Function-Coherent Gambles with Non-Additive Sequential Dynamics
Gregory Wheeler
TL;DR
The paper addresses the ergodicity problem in sequential decision making with multiplicative dynamics by relaxing linear utility and introducing function-coherence. It defines a log-domain nonlinear operator $f \oplus g = (1+f)(1+g) - 1$ with $L(f)=\log(1+f)$, proving a representation theorem that preserves coherence in the transformed space and aligns sequential aggregation with geometric growth. By generalizing to $f \oplus_u g = u^{-1}(u(f)+u(g))$, it provides conditions for well-behaved operators, a taxonomy of utility classes (power, exponential, logarithmic), and induced risk measures that capture multiplicative risk and time-average growth.
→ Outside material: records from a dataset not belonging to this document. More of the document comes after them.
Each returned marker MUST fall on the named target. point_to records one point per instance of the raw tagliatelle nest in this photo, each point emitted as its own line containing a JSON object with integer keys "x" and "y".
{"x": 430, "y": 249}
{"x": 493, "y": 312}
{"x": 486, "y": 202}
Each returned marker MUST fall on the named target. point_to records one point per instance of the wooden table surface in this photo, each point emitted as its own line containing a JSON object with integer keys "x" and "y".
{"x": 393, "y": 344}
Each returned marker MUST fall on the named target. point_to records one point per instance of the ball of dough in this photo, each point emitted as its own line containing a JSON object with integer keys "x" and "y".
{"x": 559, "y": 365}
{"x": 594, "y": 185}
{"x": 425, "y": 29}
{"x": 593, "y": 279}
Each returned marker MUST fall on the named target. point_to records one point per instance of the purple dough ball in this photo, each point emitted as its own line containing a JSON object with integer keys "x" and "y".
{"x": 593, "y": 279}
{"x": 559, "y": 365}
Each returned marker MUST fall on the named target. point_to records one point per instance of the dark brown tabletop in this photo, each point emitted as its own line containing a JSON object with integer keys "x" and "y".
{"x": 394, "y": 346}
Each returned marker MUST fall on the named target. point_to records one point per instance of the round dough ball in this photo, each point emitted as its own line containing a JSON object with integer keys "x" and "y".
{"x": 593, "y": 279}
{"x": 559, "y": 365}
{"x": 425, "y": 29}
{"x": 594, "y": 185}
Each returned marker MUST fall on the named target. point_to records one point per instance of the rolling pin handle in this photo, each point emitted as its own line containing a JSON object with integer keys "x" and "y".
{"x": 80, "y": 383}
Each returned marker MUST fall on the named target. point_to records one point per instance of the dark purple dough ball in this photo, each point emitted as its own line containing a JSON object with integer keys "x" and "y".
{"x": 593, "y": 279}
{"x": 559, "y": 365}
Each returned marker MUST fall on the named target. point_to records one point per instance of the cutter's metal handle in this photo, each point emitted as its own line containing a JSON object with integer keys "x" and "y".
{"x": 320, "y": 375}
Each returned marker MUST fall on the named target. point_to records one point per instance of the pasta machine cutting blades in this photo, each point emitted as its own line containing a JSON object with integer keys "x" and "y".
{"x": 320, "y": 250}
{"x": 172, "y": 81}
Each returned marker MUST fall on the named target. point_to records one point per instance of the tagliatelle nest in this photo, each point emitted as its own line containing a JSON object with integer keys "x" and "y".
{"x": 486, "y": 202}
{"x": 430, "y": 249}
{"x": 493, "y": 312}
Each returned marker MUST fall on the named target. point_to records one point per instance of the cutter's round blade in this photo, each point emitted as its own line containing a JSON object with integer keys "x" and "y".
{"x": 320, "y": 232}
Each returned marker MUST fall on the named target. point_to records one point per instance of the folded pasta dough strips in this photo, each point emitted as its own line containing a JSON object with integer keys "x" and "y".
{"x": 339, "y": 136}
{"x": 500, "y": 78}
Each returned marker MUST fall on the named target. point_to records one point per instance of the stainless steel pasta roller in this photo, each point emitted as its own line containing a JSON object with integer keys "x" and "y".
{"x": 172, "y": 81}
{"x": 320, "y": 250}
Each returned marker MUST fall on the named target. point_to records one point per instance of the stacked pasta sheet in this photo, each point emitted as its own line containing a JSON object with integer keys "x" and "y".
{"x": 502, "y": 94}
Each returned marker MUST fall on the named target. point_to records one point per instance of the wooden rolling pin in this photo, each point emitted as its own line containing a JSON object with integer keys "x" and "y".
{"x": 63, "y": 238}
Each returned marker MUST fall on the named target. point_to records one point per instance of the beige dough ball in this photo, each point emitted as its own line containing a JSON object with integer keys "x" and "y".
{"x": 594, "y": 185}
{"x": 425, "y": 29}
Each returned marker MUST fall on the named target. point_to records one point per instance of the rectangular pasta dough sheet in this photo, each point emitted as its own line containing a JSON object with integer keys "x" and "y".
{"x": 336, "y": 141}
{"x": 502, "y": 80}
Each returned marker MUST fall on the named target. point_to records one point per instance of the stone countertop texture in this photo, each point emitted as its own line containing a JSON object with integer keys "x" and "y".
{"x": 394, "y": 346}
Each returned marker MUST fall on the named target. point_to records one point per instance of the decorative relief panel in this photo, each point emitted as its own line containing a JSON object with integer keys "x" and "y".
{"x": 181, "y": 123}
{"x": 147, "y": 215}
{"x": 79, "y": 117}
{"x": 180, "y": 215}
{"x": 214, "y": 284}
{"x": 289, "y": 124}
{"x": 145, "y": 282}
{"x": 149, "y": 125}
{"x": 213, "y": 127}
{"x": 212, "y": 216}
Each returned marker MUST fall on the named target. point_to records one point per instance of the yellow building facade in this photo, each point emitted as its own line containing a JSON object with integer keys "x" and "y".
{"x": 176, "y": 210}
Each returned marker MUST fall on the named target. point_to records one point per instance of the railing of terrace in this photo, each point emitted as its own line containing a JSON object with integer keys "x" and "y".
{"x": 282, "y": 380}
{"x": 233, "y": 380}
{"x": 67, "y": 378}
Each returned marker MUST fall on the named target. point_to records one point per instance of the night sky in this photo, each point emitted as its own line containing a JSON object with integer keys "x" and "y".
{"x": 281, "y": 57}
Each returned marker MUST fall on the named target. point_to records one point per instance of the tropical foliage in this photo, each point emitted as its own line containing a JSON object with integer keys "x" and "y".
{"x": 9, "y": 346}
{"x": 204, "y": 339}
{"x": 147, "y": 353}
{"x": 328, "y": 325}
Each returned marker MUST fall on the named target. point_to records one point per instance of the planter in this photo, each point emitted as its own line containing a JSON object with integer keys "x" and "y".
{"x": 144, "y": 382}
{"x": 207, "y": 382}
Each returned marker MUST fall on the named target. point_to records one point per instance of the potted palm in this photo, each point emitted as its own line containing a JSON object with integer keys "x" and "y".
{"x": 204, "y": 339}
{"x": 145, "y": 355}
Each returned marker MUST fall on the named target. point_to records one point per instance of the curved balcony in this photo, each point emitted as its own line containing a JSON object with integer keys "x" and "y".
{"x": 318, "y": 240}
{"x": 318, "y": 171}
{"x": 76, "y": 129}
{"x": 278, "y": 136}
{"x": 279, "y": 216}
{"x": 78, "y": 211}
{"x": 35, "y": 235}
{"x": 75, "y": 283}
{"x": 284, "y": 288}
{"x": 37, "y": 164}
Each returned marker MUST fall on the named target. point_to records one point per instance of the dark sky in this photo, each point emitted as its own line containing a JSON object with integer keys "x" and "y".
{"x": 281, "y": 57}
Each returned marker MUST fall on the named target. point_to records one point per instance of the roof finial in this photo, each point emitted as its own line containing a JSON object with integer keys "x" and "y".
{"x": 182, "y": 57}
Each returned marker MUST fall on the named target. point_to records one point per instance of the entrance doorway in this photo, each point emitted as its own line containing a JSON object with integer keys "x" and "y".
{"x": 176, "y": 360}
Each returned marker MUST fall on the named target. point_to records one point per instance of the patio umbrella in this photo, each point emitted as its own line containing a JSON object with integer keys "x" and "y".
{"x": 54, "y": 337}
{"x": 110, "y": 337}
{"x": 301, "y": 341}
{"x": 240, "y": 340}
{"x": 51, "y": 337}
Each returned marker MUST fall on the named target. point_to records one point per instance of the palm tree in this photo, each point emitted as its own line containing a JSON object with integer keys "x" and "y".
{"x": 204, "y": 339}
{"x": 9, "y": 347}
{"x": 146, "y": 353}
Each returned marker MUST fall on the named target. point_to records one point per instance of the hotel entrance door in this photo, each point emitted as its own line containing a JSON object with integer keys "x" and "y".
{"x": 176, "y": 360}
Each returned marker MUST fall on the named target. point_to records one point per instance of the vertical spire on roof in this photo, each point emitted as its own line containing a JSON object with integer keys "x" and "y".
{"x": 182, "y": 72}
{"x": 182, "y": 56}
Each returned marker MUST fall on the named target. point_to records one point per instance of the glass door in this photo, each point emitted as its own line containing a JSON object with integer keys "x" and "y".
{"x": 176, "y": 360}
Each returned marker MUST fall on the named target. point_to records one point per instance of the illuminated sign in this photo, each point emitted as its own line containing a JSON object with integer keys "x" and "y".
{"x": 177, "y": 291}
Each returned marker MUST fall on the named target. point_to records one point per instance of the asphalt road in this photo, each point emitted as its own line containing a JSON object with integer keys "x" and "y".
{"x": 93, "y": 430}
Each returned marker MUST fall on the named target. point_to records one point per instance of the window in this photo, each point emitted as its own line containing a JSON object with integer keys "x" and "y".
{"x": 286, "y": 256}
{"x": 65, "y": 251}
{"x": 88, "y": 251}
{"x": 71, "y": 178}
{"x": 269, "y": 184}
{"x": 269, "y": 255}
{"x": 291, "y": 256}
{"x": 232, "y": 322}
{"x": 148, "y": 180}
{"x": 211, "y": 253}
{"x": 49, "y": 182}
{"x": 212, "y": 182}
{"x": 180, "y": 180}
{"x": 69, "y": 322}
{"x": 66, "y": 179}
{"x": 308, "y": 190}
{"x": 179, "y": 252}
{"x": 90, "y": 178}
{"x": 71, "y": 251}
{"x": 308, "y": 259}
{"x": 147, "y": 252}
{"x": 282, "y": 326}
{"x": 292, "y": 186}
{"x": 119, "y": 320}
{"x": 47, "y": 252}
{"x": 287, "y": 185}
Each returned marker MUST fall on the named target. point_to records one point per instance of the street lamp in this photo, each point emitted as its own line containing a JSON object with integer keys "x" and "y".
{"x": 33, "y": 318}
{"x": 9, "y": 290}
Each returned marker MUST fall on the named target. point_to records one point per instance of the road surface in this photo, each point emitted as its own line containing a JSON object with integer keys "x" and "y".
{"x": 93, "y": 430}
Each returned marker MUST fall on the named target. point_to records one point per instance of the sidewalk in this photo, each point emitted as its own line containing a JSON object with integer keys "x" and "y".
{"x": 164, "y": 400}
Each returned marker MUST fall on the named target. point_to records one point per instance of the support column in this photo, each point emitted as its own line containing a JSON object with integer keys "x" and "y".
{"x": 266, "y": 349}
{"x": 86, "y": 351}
The framework unifies ergodicity considerations, risk assessment, and non-stationary reward dynamics, with practical implications for portfolio management and long-horizon decisions where volatility drag and asymmetric gains/losses matter. Overall, it offers a principled, mathematically rigorous bridge between expectation values and time averages in dynamic, non-linear contexts.
Abstract
The desirable gambles framework provides a rigorous foundation for imprecise probability theory but relies heavily on linear utility via its coherence axioms. In our related work, we introduced function-coherent gambles to accommodate non-linear utility. However, when repeated gambles are played over time -- especially in intertemporal choice where rewards compound multiplicatively -- the standard additive combination axiom fails to capture the appropriate long-run evaluation. In this paper we extend the framework by relaxing the additive combination axiom and introducing a nonlinear combination operator that effectively aggregates repeated gambles in the log-domain. This operator preserves the time-average (geometric) growth rate and addresses the ergodicity problem. We prove the key algebraic properties of the operator, discuss its impact on coherence, risk assessment, and representation, and provide a series of illustrative examples. Our approach bridges the gap between expectation values and time averages and unifies normative theory with empirically observed non-stationary reward dynamics.